I get your point, though–I just don’t censor my speech for our eggshell terrain and climate of doublespeak. Thankfully I’m a nobody who doesn’t have to. (Besides, you would need to know what color my skin is, to know how much indulgence my speech would meet with, if anyone heard it.)
My comment went into the moderation queue and I don’t know when or if it will come out. In a nutshell, there was quite a bit of misinformation in this case, but it originated almost entirely from the police and the media, not bloggers. See this article at the Knoxville News-Sentinel:
http://www.knoxnews.com/news/2007/may/27/slaying-victims-lost-in-the-furor/
You’re preaching to the converted here, Rev. Davis. Political correctness is what keeps everyone from having a substantive discussion on any issue of the day.

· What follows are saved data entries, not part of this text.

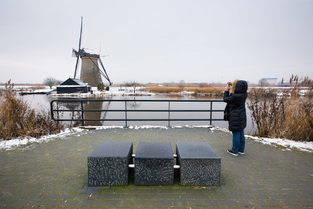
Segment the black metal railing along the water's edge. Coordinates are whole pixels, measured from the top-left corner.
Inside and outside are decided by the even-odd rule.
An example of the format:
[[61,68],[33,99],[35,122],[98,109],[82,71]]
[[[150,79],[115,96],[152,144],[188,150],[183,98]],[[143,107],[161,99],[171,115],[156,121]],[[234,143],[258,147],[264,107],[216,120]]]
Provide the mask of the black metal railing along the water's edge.
[[[80,109],[53,109],[54,102],[72,102],[80,104]],[[84,102],[125,102],[124,109],[106,109],[106,110],[86,110],[84,109]],[[167,102],[168,108],[167,109],[153,109],[153,110],[142,110],[142,109],[127,109],[128,102]],[[186,110],[178,110],[178,109],[171,109],[171,103],[176,102],[206,102],[209,105],[207,109],[202,110],[193,110],[193,109],[186,109]],[[213,110],[212,103],[213,102],[223,102],[223,100],[150,100],[150,99],[58,99],[52,100],[50,102],[50,110],[51,110],[51,117],[53,120],[56,121],[82,121],[82,125],[84,126],[84,121],[125,121],[125,126],[127,126],[127,121],[168,121],[168,127],[170,126],[170,121],[210,121],[210,125],[212,125],[212,121],[224,120],[223,118],[212,118],[212,112],[224,112],[224,110]],[[77,106],[77,105],[76,105]],[[80,112],[81,118],[68,118],[68,119],[60,119],[55,118],[55,112]],[[85,112],[125,112],[125,118],[84,118]],[[168,112],[167,118],[127,118],[127,113],[129,112]],[[172,112],[208,112],[208,118],[171,118],[170,113]]]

Which is its point.
As a result, I eschew PC jargon which explains my runaway popularity.
Well said–and in some ages and places, popularity is a badge of vice.
Besides political correctness, the facts in this case tend to confuse and emotionalize discussion of it. A despairing, overwhelming urge to keep it from happening arises in the heart, while the mind knows that we can only act on the future. Our horror can only be dealt with through punishment; so we want whoever did it to be punished in every conceivable way–because every punishment falls short. (Even death falls short, because the death of a bad person is nothing beside the death of a good person.) The debate about “hate” is in part the product of this futile moral impulse to heap on enough punishment. I hope we can redirect at least some of that energy further into the past, to understand why these things happened, and further into the future, to prevent similar atrocities. That is all we can do about the victims’ and their loved ones’ suffering — transform its mind-boggling evil into something with meaning, a cause of greater safety and peace. In the meantime, gird your loins with strength, and strengthen your arms (Proverbs 31:17) — at least a .38.
If my loins get girded any more they are going to have to move this trial out of the country.